MARGATE, Fla. — Kimbo Slice, the internet street fighting sensation who used his pugilism expertise to become a mixed martial arts pioneer and legend, has died in South Florida. He was just 42 years old.
Born Kevin Ferguson, Slice was rushed to a hospital near his home Monday for an unspecified reason where he passed away, his longtime manager, Mike Imber, confirmed to the media.
“We lost our brother today,” Imber said in a text message to the Associated Press.
The cause of death has yet to be revealed, but the Coral Springs police says there is no active police investigation, and foul play is not suspected.
Born in the Bahamas, the ex-football player was the personification of rapper Drake’s phrase “from the bottom to the top.” After a hurricane destroyed his house he was temporarily homeless near Miami, sleeping in his car, and he literally and figuratively fought his way out of the streets and out of obscurity and into worldwide fame. He started off as a strip club bouncer and moved on to become a bodyguard for the Miami-area porn industry before beginning his life-changing competition in unsanctioned street fights in 2003. Uploaded videos of his violent knockout victories in those fights went viral and made him a national star before he even began competing in UFC.
He was the perfect composite of different stars that made him one of the sports most identifiable personalities: he had the distinctive beard of a the NBA’s James Harden, the intimidating presence of a Suge Knight and the devastating punching power of a younger Manny Pacquiao.
Slice soon graduated from street fights into organized pugilism.

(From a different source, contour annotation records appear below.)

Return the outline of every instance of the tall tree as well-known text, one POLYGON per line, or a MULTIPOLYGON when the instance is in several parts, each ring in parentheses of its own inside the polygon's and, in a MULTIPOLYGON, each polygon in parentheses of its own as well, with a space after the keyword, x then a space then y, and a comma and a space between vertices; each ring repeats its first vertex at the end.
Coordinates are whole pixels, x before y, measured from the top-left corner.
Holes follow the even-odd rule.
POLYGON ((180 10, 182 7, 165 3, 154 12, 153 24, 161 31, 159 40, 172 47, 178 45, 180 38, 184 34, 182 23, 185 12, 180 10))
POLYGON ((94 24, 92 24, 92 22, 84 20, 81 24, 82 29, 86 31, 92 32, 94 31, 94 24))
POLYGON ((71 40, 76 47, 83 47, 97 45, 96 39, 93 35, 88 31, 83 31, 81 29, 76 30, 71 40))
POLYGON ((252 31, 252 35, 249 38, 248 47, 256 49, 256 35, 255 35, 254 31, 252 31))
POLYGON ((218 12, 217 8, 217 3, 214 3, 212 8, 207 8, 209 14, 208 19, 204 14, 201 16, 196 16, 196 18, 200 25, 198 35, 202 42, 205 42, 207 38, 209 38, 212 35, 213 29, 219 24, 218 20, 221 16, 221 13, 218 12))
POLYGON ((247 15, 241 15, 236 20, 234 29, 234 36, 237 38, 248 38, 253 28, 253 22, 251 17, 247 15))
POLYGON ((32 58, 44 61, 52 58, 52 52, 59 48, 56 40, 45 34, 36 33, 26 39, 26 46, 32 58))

He studied MMA and eventually competed in several promoted fights, including the UFC and Bellator.
“We are all shocked and saddened by the devastating and untimely loss of Kimbo Slice,” Scott Coker, the CEO of Bellator said. “One of the most popular MMA fighters ever, Kimbo was a charismatic, larger-than-life personality that transcended the sport. Outside of the cage he was a friendly, gentle giant and a devoted family man. His loss leaves us all with extremely heavy hearts.”
Slice was actually going to be featured in the Bellator 158 show in London next month in a bout against James Thompson.
American Top Team, the gym where Slice trained for many years, paid homage to the fallen star.
“The ATT Family and South Florida community lost a legend today,” the team said in a post on its Twitter account.
Slice was the star of the first MMA show broadcast on network television when he destroyed Thompson with a third-round knockout in May 2008 on CBS. He helped to draw huge television ratings and introduced millions of viewers to burgeoning MMA.
The only snag on Slice’s pro career is that he never won a title and was 5-2. Nevertheless, Slice became one of MMA’s flagship personalities. Slice also had a promising pro boxing career, going 7-0 with six knockouts from 2011-13.
But it is with the street fights and the MMA where his light shined brightest and his humble nature was on display to the nation.
“The guys who are holding the titles, heavyweight and light heavyweight, these guys are awesome,” Slice told the AP six years ago. “I’m really just having happy days in the midst — being among them, fighting on the undercards, just contributing to the UFC and the sport. That’s really what I want to do. I’m not looking ahead to winning a title or anything like that. I’m just enjoying each fight as it comes.”